In advance of opening night on May 5, when Ms. Atwood herself is expected to attend, the pressure is on to get every detail right. The production director roams the stands with a sound gun to measure sound levels. For most of the year, the gymnasium is filled with basketballs thudding off backboards, sneakers squeaking on parquet, and the grunts of tall athletes. But at the dress rehearsal, it is the trilling vibrato of sopranos that washes over the bleachers. The seats are covered in drapes to replicate the impact that the audience of 1,500 will have on the acoustics. Sound baffles mounted above the 65-piece orchestra help reflect the tremor of kettle drums and murmuration of strings into the stands. The singers are unamplified. Yet their voices are so powerful that one half expects a crescendo of high C notes to threaten the structural integrity of the glass ceiling.

“The ceiling creates acoustic issues,” says Mr. Vernatter. “Also, it creates design issues because in a theater you would have a dark space, but a lighting designer can control every element of light that you’re experiencing. We have matinees. We have evening shows. The quality of the light will be different based on the time of day.”

He occasionally glances at a hand-held thermometer to keep an eye on the temperature. The air conditioning units had to be turned off because they were too noisy. Mr. Vernatter even asked Harvard to unplug the Jumbotron hovering above the court because it emitted an ambient hum.

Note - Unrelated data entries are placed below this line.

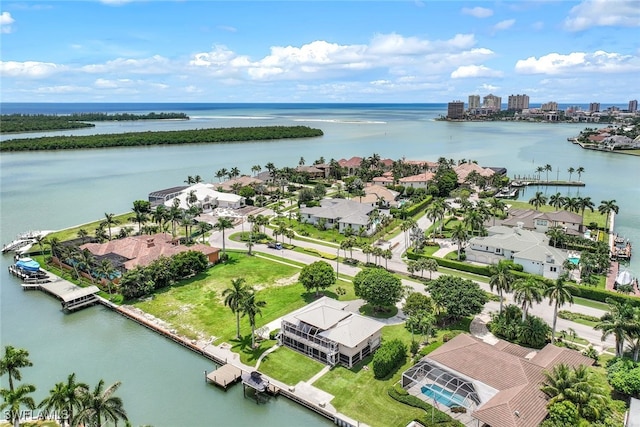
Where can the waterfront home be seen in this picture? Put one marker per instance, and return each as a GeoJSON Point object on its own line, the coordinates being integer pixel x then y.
{"type": "Point", "coordinates": [421, 180]}
{"type": "Point", "coordinates": [525, 247]}
{"type": "Point", "coordinates": [498, 384]}
{"type": "Point", "coordinates": [340, 214]}
{"type": "Point", "coordinates": [530, 219]}
{"type": "Point", "coordinates": [464, 169]}
{"type": "Point", "coordinates": [232, 184]}
{"type": "Point", "coordinates": [206, 197]}
{"type": "Point", "coordinates": [130, 252]}
{"type": "Point", "coordinates": [379, 195]}
{"type": "Point", "coordinates": [324, 330]}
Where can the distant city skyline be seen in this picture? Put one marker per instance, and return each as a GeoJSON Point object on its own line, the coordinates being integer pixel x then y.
{"type": "Point", "coordinates": [341, 52]}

Those sorts of hiccups are minor compared to the larger logistical challenges for BLO productions. For starters, they have to find rehearsal spaces for hundreds of people. The BLO plans its productions three years in advance, says Ms. Nelson, so it’s difficult to book venues so far ahead. Yet she feels the advantages outweigh the hassles. No longer reliant on other theaters’ booking systems, the BLO can now see who its attendees are – and forge a direct marketing and fundraising connection with them.

“It’s very clear now with our audience that we have a much younger profile,” says Ms. Nelson. “Depending on what neighborhood we are in, it reflects the neighborhood more, who’s present.”

She adds that their more traditional repertoire, such as “The Barber of Seville,” won’t necessarily have crossover appeal. But productions such as “The Handmaid’s Tale” – based on Poul Ruders’ contemporary score and featuring a libretto by “Game of Thrones” actor Paul Bentley – demonstrate that opera doesn’t necessarily mean a formal dress code, let alone lyrics in a foreign language.

As for the future, the BLO aspires to build a permanent space that can better accommodate its forward planning and offers sufficient seats to meet demand. But even if it finds a permanent home, it will continue pop-up installations.

“We have a pretty good idea of what attracts audiences and what you want to be for the audience for the future,” says Ms. Nelson. “And so it actually allows us to be ahead rather than be burdened by a legacy from the past.”

“The Handmaid’s Tale” will be performed May 5, 8, 10, and 12.

Editors note: This story has been updated to correct the wording of one of Bradley Vernatter's quotes and his title.